I gave a workshop in the Seminar of Digital Archives on the approach we are building at the National Library of Estonia to access text collections. The event was preceded by a day of talks at the Digital Humanities and Digital Archives with interesting talks on this topic.
The workflow used at the moment relies on Jupyter Notebooks opened on the same servers as the text files, and a few custom R commands to retreive the texts in a clean format. The custom R commands are presented as a package on github. The Jupyter Notebooks work with a username on the servers, we used temporary usernames at the workshop, more permanent usernames can be got when asking us.
The first tests look promising, texts can be retrieved fairly quickly and analysed with common tools.
The workshop materials were posted on hackmd. Some graphs made:
The distinguishing words between texts containing Georg Lurich and Konrad Mägi 1886-1940.
The proportion of texts in Postimees 1886-1940 containing words related to steam, electricity, and horses.
Some selected examples of words containing “elekt” in Estonian and their distribution over time.

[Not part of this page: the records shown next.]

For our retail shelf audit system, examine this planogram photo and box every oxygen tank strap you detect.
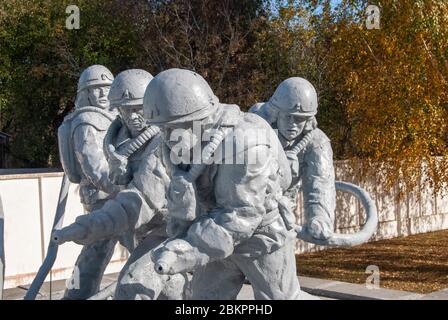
[291,130,314,155]
[120,126,160,158]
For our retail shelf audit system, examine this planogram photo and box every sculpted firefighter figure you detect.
[250,77,378,246]
[58,65,120,299]
[53,69,187,299]
[144,69,316,299]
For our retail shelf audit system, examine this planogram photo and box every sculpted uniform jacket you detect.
[71,129,169,252]
[250,103,336,231]
[165,105,295,261]
[280,128,336,231]
[71,107,118,209]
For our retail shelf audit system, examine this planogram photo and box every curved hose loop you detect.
[103,116,122,159]
[296,181,378,247]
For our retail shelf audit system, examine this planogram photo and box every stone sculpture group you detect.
[27,65,377,299]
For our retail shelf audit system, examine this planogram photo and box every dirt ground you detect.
[296,230,448,293]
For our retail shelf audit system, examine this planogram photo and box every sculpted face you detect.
[118,105,146,137]
[88,86,110,109]
[277,111,308,140]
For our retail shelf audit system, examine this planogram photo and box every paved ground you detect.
[3,274,448,300]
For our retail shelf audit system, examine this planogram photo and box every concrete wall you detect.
[0,161,448,288]
[296,161,448,253]
[0,170,127,289]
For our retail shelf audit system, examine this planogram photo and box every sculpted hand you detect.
[151,239,210,274]
[109,152,131,185]
[167,172,197,221]
[52,223,87,245]
[285,151,299,178]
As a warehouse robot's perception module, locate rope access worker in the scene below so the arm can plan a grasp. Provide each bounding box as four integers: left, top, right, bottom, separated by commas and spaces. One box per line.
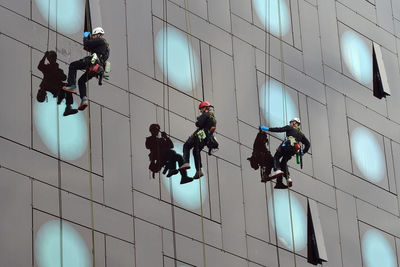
145, 124, 193, 184
260, 118, 310, 187
36, 51, 78, 116
180, 101, 217, 179
63, 27, 110, 111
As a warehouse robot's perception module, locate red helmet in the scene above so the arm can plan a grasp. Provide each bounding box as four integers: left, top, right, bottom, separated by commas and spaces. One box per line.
199, 101, 211, 109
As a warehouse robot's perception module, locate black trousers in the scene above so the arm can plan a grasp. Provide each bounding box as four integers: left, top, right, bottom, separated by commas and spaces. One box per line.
164, 149, 187, 177
67, 56, 94, 98
274, 145, 296, 175
58, 89, 74, 106
183, 135, 204, 171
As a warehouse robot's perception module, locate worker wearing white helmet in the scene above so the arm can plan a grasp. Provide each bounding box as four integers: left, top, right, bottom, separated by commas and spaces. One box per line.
63, 27, 110, 111
260, 118, 310, 188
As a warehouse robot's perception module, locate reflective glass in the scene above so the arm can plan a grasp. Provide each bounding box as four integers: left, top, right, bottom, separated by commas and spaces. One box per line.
35, 0, 85, 34
260, 80, 299, 136
351, 127, 386, 183
162, 142, 208, 209
268, 190, 307, 251
340, 31, 372, 84
35, 220, 92, 267
253, 0, 290, 36
362, 229, 396, 267
33, 92, 88, 160
155, 27, 200, 91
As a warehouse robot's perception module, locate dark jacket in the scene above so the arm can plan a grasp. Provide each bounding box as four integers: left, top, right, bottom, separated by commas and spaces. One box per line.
38, 57, 67, 90
268, 125, 310, 153
83, 37, 110, 62
196, 112, 217, 134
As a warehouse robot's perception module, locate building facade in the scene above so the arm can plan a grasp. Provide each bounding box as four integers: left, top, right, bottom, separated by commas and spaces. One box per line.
0, 0, 400, 267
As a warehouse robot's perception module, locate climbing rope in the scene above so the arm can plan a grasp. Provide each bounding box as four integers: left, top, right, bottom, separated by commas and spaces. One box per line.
85, 0, 96, 267
184, 0, 207, 267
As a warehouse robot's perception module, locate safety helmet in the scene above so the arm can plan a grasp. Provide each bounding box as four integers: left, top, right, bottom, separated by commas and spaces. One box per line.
92, 27, 104, 34
149, 123, 160, 134
47, 50, 57, 63
199, 101, 211, 109
290, 118, 301, 125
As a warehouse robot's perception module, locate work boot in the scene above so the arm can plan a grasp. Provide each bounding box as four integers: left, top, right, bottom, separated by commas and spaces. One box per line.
179, 163, 190, 171
78, 96, 89, 111
57, 94, 64, 105
167, 169, 179, 177
269, 169, 283, 178
62, 84, 78, 94
63, 105, 78, 117
274, 181, 287, 189
180, 176, 193, 184
287, 178, 293, 187
193, 170, 204, 179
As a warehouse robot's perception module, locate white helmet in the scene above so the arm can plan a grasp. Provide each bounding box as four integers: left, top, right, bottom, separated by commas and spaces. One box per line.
92, 27, 104, 34
290, 118, 301, 125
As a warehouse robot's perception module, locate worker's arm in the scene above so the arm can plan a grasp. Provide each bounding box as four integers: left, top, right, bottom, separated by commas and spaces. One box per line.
38, 52, 49, 72
300, 136, 310, 154
268, 125, 291, 133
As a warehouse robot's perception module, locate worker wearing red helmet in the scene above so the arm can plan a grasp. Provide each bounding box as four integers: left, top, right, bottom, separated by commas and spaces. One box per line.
260, 118, 310, 188
180, 101, 217, 179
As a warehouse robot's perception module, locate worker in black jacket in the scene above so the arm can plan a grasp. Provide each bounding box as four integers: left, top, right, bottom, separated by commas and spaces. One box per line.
180, 101, 217, 179
63, 27, 110, 110
260, 118, 310, 187
145, 124, 193, 184
36, 51, 78, 116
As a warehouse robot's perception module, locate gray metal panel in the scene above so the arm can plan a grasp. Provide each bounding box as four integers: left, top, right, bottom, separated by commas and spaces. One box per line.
240, 147, 270, 242
372, 42, 392, 95
318, 205, 342, 267
356, 199, 400, 237
383, 137, 397, 194
126, 0, 155, 77
0, 170, 33, 266
93, 203, 134, 243
0, 35, 30, 145
299, 0, 324, 81
233, 37, 259, 126
324, 66, 387, 116
0, 138, 58, 186
336, 191, 362, 266
326, 87, 351, 171
208, 0, 231, 31
32, 181, 60, 216
308, 99, 334, 185
334, 167, 399, 217
336, 3, 396, 53
307, 199, 328, 261
133, 191, 172, 229
230, 0, 253, 22
135, 220, 163, 266
339, 0, 377, 23
318, 0, 341, 71
218, 160, 246, 256
247, 235, 279, 266
105, 236, 135, 266
346, 98, 400, 142
375, 0, 394, 33
103, 109, 132, 214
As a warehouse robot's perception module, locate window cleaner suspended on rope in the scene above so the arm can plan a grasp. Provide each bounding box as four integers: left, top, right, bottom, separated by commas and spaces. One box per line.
180, 101, 218, 179
260, 118, 310, 188
63, 27, 110, 111
145, 124, 193, 184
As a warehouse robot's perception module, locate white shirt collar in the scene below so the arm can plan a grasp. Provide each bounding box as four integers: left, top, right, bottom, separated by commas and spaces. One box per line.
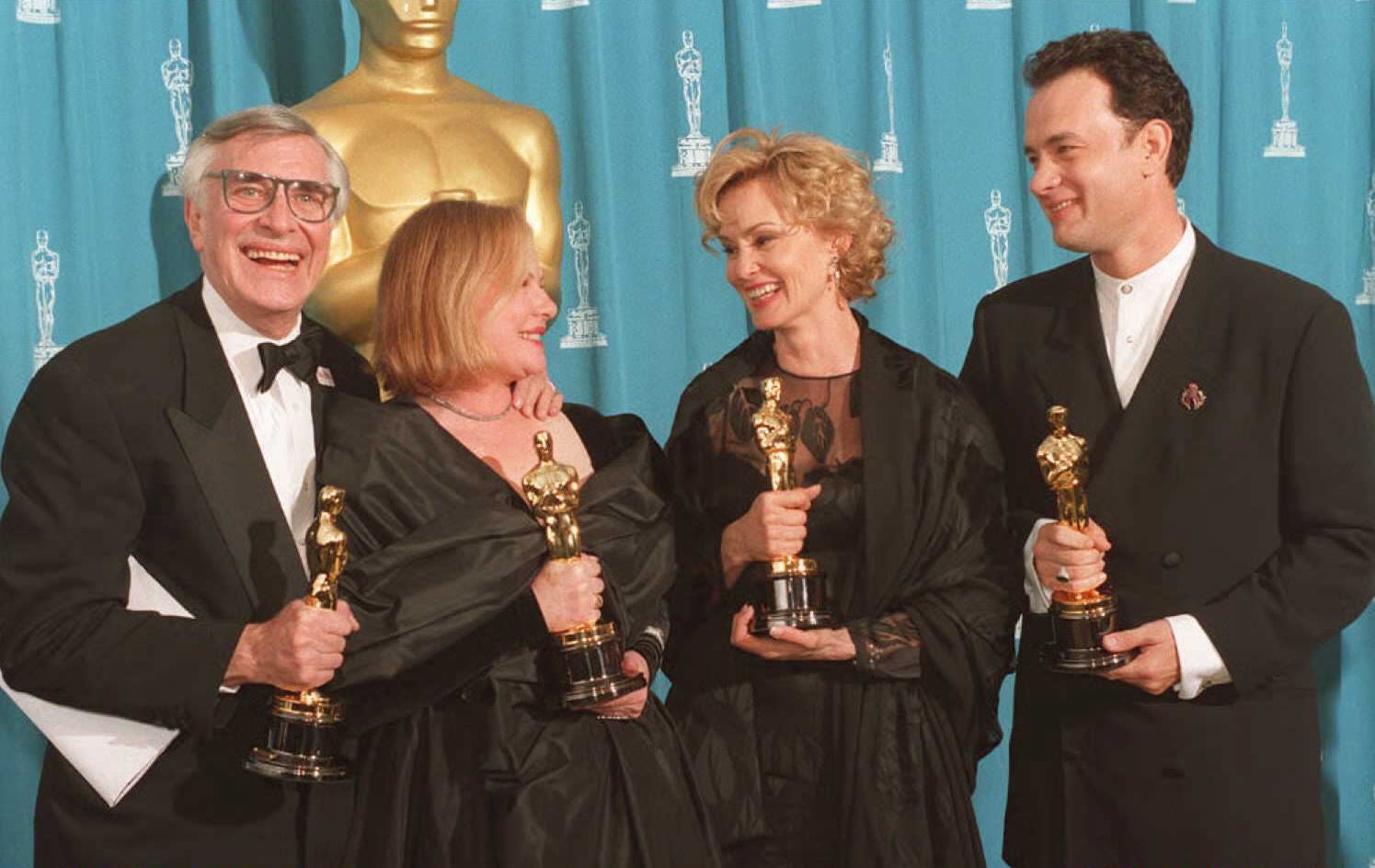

Sessioon A: RR digitaalarhiivis DIGAR olevate tekstide kasutamine (hands-on workshop) Mida saab teha digitaalsete tekstidega? Ligipääs Digari Eesti artiklitele avatud koodi kaudu. Lihtsam tekstitöötlus ja selle tulemused R-is. Kasutame RStudiot, juhend selle paigaldamiseks saadetakse registreerunutele. Töötuba ei eelda varasemaid programmeerimisoskusi. Sellest hoolimata kirjutame aga ise töötoas koodi.